Method to overcome Very Low Residue limit

What shall we do when the Residule limit becomes very low which is practically not achieveable?

Can we separate the matrix into two or more parts based on some parameter like minimum therapeutic dose or minimum batch size which lowers the limit ?

Dear Tapan Kumar Panda,

which is exactly the problem: is the cleaning method not capable of achieving the accepted contamination levels, or is the analytical method not capable of detecting them?

I don´t think splitting the matrix makes any difference, but sometimes a detailed manual calculation does, because it may be possible to decide (and justify) on a case by case basis, instead of making a worst of worst of worst case approach, typical to a matrix.

Best regards

Alfred

The problem is that the cleaning method is not capable of cleaning to that limit which is as low as 0.01ppm.

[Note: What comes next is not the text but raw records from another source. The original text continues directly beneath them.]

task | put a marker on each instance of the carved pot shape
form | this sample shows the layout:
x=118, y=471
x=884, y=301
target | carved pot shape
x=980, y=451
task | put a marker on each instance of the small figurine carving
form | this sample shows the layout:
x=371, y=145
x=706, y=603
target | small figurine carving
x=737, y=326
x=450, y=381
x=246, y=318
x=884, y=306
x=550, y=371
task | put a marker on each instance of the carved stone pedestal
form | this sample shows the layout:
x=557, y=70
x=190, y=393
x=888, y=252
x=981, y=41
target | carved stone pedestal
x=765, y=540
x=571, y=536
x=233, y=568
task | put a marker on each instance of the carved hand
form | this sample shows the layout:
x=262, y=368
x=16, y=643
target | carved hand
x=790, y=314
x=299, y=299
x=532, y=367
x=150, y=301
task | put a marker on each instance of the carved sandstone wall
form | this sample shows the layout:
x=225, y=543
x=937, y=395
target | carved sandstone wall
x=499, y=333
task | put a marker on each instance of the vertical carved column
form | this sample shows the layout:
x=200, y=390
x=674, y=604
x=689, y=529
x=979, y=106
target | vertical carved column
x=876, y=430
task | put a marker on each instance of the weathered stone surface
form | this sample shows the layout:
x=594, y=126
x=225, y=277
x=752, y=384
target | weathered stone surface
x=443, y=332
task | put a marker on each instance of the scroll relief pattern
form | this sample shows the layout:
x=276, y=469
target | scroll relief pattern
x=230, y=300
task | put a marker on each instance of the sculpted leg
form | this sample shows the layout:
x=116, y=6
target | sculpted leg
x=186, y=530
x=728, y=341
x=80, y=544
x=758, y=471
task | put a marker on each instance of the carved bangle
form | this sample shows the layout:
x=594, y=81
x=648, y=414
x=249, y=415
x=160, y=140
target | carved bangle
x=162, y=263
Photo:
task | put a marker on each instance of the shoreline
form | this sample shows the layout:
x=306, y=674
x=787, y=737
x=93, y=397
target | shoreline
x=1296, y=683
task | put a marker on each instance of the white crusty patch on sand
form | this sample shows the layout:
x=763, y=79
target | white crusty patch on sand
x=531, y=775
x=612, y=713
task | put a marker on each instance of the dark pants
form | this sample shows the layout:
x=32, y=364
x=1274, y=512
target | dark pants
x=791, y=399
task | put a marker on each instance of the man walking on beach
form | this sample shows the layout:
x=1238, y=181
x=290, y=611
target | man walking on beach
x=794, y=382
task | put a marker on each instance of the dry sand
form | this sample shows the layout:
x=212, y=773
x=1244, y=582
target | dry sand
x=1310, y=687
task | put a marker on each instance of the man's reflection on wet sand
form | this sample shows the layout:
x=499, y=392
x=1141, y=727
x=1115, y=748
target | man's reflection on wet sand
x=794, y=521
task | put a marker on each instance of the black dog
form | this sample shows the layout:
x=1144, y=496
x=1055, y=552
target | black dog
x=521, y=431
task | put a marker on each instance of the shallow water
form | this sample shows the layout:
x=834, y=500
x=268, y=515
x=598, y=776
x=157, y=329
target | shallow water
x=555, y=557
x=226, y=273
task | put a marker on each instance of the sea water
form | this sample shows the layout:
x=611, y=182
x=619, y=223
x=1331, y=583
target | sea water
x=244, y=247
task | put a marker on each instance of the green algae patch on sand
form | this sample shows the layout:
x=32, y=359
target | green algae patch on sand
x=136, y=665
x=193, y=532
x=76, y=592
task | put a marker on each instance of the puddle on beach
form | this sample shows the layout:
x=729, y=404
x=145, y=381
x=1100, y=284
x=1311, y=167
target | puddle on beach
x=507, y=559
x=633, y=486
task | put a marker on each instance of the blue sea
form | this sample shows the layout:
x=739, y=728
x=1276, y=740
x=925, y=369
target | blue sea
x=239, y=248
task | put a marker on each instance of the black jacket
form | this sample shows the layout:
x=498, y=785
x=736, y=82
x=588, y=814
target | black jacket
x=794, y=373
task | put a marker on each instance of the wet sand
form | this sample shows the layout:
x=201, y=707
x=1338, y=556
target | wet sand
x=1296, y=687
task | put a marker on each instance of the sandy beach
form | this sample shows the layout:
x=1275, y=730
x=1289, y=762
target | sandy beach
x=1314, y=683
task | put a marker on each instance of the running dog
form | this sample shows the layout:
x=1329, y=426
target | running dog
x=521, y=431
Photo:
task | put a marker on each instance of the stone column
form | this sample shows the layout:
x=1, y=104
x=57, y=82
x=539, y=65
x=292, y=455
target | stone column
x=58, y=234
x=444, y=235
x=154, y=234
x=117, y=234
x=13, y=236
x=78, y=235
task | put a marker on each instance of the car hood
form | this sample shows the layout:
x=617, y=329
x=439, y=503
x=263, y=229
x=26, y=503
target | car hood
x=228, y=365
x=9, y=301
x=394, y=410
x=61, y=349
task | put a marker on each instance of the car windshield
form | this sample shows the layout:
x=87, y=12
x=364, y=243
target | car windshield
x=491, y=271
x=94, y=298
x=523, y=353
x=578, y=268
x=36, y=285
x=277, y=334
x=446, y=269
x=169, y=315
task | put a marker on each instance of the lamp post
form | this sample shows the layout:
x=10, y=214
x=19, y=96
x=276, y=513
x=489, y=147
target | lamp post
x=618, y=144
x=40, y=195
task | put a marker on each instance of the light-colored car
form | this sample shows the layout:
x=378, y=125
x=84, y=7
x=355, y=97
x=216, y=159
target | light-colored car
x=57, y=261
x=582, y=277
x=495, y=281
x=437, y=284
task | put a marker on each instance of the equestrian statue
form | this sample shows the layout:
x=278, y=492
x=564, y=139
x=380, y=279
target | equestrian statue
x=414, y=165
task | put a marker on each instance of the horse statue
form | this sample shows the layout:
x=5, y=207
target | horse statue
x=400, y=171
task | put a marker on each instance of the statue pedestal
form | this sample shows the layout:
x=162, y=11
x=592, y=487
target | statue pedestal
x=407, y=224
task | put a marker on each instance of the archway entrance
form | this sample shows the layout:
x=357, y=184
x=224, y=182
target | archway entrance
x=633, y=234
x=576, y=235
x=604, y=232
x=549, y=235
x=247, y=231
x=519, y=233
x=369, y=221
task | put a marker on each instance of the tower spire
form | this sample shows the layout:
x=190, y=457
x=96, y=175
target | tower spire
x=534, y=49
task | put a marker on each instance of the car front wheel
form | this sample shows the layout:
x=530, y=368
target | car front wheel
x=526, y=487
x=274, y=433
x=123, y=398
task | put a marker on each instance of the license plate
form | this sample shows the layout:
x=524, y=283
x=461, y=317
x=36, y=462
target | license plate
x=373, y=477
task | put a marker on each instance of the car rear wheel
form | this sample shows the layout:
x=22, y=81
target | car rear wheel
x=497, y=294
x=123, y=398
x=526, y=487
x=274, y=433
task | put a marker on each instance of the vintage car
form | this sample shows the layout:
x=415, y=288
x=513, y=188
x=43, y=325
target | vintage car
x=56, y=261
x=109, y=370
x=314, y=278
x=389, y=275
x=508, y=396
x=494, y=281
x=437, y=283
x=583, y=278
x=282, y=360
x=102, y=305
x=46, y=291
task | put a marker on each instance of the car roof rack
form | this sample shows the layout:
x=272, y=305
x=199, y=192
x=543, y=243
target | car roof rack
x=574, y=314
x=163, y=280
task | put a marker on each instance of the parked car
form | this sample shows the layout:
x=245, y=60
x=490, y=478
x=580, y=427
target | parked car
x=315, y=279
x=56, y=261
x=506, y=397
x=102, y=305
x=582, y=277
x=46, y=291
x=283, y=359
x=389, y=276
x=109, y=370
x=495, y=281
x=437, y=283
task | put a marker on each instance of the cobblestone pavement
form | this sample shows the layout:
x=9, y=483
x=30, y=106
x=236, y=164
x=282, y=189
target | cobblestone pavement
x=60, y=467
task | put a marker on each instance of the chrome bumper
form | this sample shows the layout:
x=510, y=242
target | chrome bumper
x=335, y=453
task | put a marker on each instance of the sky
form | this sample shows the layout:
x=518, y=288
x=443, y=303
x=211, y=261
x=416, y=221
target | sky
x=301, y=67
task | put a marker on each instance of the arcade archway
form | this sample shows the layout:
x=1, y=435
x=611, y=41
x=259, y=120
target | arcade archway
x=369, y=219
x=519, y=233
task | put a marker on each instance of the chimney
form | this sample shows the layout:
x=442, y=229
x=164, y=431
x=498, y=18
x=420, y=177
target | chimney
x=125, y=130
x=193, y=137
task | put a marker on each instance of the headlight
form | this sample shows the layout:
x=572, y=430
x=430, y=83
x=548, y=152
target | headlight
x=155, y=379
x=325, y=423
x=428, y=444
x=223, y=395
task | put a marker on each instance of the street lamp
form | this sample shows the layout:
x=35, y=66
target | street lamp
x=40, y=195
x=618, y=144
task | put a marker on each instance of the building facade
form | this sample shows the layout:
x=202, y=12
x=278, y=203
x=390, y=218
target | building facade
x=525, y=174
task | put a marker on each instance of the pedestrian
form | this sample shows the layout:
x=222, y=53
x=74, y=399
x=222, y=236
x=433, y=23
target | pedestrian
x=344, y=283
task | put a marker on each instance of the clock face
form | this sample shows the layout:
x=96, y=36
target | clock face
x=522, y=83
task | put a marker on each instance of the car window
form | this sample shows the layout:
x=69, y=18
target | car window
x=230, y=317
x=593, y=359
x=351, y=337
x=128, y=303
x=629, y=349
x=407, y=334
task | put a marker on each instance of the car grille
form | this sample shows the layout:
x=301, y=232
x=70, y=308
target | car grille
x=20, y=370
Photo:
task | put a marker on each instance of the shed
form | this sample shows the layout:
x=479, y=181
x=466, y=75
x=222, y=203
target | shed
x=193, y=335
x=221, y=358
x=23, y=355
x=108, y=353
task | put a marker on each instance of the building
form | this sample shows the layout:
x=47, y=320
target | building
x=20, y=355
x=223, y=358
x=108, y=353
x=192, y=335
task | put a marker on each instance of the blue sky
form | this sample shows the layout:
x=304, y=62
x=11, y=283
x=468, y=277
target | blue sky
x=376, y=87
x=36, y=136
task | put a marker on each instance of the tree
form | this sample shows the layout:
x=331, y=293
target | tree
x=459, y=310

Analytical methods are ok.
In this case what to do?

[quote=Tapan Kumar Panda]The problem is that the cleaning method is not capable of cleaning to that limit which is as low as 0.01ppm.

Analytical methods are ok.
In this case what to do?[/quote]

Dear Tapan Kumar Panda,

0,01 ppm is clearly a low level, but not unusually low (we have limits between 0,4 ppm and down to 0,001 ppm). First aproach is obviously improving the cleaning method (in critical cases we are using an additive to the detergents from Ecolab, COSA PUR 85, which is a strong oxidant; an alternative is using sodium percarbonate, which is the active ingedient of some stain removing pre-wash, or Carbamide Peroxide, the active in some whitening toothpastes). Last resource is sticking to the word “achievable” in the FDA’s GUIDE TO INSPECTIONS VALIDATION OF CLEANING PROCESSES, but in that case it has to be shown at least that the contamination levels reached by the cleaning methods are very reproducible, which is not easy. The critical issue is that extremely low levels of accepted contamination are due to highly potent actives, which could arise a questioning whether they should be allowed to share equipment with actives of much lower potency.